Fries-Drentsche oorlog
Van Wikipedia
De Fries-Drentsche oorlog of Friese aanval op Drenthe 1231-1233 was een aanval van een Fries leger onder leiding van Wilbrand van Oldenburg op Drenthe.
Op 28 juli 1227 sneuvelde bisschop Otto II met vele ridders tijdens de Slag bij Ane in Drenthe. De opvolger van Otto II, Wilbrand van Oldenburg, riep de Friezen op hem te steunen tegen de opstandige Drenthen.
In 1231 leed deze situatie tot oorlog. De kroniekschrijver van de Quedam Narracio (Vertelling over Groningen, Drente en Coevorden) legde er de nadruk op dat de Friezen in het geheel niet verplicht waren tot deze militaire hulp. "Zij zijn immers vrije mensen en ontslagen van harde heerschappij". Zij deden dan ook mee uit zuiver en vroom meegevoel "en ook om de aflaat".

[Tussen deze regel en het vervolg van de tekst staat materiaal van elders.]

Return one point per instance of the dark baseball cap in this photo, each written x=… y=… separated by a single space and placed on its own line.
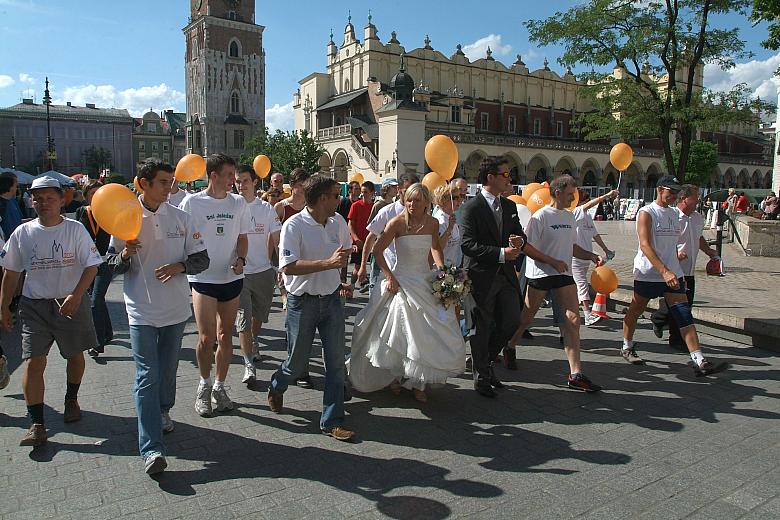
x=670 y=182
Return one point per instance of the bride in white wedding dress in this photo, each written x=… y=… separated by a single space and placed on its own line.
x=404 y=336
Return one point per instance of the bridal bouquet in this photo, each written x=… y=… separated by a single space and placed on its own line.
x=450 y=285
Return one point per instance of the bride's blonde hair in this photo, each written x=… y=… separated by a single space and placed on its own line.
x=412 y=191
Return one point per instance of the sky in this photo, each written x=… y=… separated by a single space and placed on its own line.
x=130 y=54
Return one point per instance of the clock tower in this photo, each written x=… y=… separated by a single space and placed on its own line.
x=224 y=68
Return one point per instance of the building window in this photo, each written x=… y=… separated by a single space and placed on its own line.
x=456 y=114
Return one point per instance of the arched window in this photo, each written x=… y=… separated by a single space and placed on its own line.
x=234 y=51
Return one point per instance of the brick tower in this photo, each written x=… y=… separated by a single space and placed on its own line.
x=225 y=76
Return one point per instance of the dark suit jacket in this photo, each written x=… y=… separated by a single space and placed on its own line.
x=481 y=243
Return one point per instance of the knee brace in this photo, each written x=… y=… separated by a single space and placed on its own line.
x=681 y=314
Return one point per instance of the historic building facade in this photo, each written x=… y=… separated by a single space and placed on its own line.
x=74 y=129
x=487 y=108
x=225 y=76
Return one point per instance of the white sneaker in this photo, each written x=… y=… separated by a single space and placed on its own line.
x=220 y=399
x=167 y=422
x=250 y=374
x=203 y=401
x=5 y=376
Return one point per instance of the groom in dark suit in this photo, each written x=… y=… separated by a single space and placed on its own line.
x=492 y=238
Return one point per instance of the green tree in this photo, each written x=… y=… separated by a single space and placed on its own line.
x=96 y=159
x=656 y=48
x=702 y=160
x=287 y=150
x=768 y=11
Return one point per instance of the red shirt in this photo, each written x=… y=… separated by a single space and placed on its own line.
x=358 y=215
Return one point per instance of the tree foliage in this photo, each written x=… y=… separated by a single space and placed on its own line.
x=702 y=160
x=653 y=89
x=768 y=11
x=96 y=159
x=287 y=150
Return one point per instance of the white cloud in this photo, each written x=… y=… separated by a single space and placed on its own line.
x=758 y=74
x=478 y=49
x=280 y=117
x=6 y=81
x=137 y=101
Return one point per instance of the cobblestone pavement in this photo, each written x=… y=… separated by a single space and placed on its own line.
x=657 y=443
x=748 y=290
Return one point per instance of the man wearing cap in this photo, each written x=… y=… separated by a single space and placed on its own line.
x=691 y=242
x=61 y=262
x=658 y=273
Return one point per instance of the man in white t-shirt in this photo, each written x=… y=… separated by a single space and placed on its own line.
x=61 y=262
x=157 y=300
x=259 y=274
x=315 y=245
x=552 y=231
x=377 y=226
x=690 y=243
x=223 y=220
x=658 y=273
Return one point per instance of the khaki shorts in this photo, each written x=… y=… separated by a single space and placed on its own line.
x=256 y=298
x=42 y=325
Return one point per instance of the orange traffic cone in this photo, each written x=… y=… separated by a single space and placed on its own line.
x=600 y=306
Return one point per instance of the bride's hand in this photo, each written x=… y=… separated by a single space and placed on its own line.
x=392 y=285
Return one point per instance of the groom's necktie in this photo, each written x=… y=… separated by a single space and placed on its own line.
x=497 y=214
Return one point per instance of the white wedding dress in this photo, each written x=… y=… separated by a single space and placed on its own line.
x=408 y=335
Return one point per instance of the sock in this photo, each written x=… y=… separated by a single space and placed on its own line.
x=72 y=391
x=36 y=413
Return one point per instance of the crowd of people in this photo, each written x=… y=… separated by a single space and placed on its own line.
x=226 y=250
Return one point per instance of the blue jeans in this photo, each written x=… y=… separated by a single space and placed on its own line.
x=156 y=354
x=100 y=316
x=305 y=315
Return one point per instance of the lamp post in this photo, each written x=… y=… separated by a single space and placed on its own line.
x=51 y=155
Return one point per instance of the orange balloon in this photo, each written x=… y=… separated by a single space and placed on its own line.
x=191 y=167
x=529 y=189
x=433 y=180
x=262 y=166
x=118 y=211
x=441 y=154
x=621 y=156
x=603 y=280
x=539 y=199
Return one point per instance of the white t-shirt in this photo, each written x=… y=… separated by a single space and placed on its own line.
x=378 y=224
x=167 y=236
x=264 y=221
x=303 y=238
x=691 y=230
x=220 y=221
x=553 y=232
x=586 y=229
x=54 y=257
x=453 y=255
x=174 y=199
x=665 y=234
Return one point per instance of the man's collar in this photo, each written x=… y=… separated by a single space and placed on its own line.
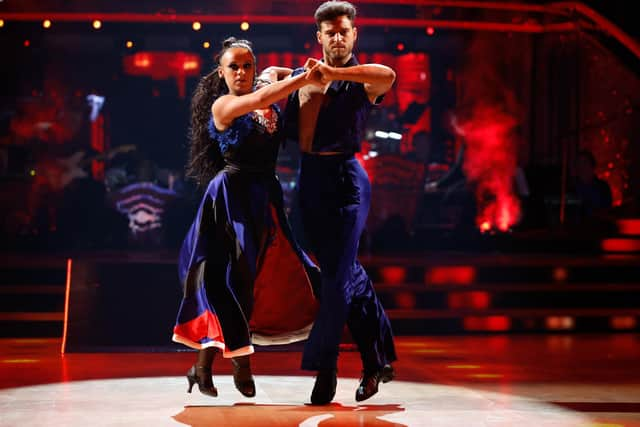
x=337 y=85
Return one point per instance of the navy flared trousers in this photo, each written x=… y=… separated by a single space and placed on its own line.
x=335 y=195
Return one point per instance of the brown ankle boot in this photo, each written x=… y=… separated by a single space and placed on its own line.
x=242 y=377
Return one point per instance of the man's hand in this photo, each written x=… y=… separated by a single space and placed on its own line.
x=316 y=74
x=318 y=71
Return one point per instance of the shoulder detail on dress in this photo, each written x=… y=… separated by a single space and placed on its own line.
x=239 y=129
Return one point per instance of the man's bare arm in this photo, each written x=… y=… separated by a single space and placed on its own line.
x=377 y=78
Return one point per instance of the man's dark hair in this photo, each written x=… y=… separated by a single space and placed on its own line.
x=330 y=10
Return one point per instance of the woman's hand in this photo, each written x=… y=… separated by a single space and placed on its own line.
x=318 y=73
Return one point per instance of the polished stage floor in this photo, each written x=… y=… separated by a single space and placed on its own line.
x=489 y=380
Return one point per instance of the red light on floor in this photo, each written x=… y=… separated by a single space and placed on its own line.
x=66 y=305
x=623 y=322
x=560 y=274
x=620 y=245
x=629 y=227
x=490 y=323
x=478 y=300
x=450 y=275
x=142 y=61
x=406 y=300
x=560 y=322
x=393 y=275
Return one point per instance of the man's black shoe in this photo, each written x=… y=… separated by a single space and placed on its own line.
x=370 y=380
x=325 y=387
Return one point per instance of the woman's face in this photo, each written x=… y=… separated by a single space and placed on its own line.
x=237 y=68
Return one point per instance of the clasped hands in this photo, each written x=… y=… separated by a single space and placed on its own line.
x=318 y=73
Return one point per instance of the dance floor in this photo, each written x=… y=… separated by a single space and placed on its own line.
x=479 y=380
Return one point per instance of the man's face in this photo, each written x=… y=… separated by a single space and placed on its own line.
x=337 y=38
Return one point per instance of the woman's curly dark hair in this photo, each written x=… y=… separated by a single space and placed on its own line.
x=205 y=158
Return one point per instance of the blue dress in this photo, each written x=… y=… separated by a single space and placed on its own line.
x=245 y=279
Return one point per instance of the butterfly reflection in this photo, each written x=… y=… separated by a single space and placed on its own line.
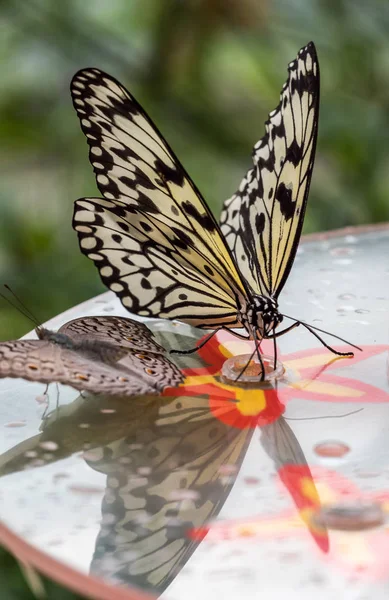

De belangstelling voor deze oorlog was zo groot dat het leger in tweeën gedeeld moest worden. De strijders uit Stavoren, Westergo, het Nijland (ingepolderde Middelzee), Borndego en uit Smallingerland kwamen bij Bakkeveen samen. De anderen, tussen Leeuwarden en de Lauwers woonachtig, trokken langs de Marne Groningen binnen en werden door de bisschop persoonlijk aangevoerd.
De oorlog was geen succes. Integendeel, de Friezen verloren de slag door verraad en er sneuvelden vijftig man, terwijl een groot aantal anderen door de Drenten in de boeien werd geslagen. Voor het zieleheil van de gesneuvelde Friezen werd bij Mariënberg een klooster gesticht.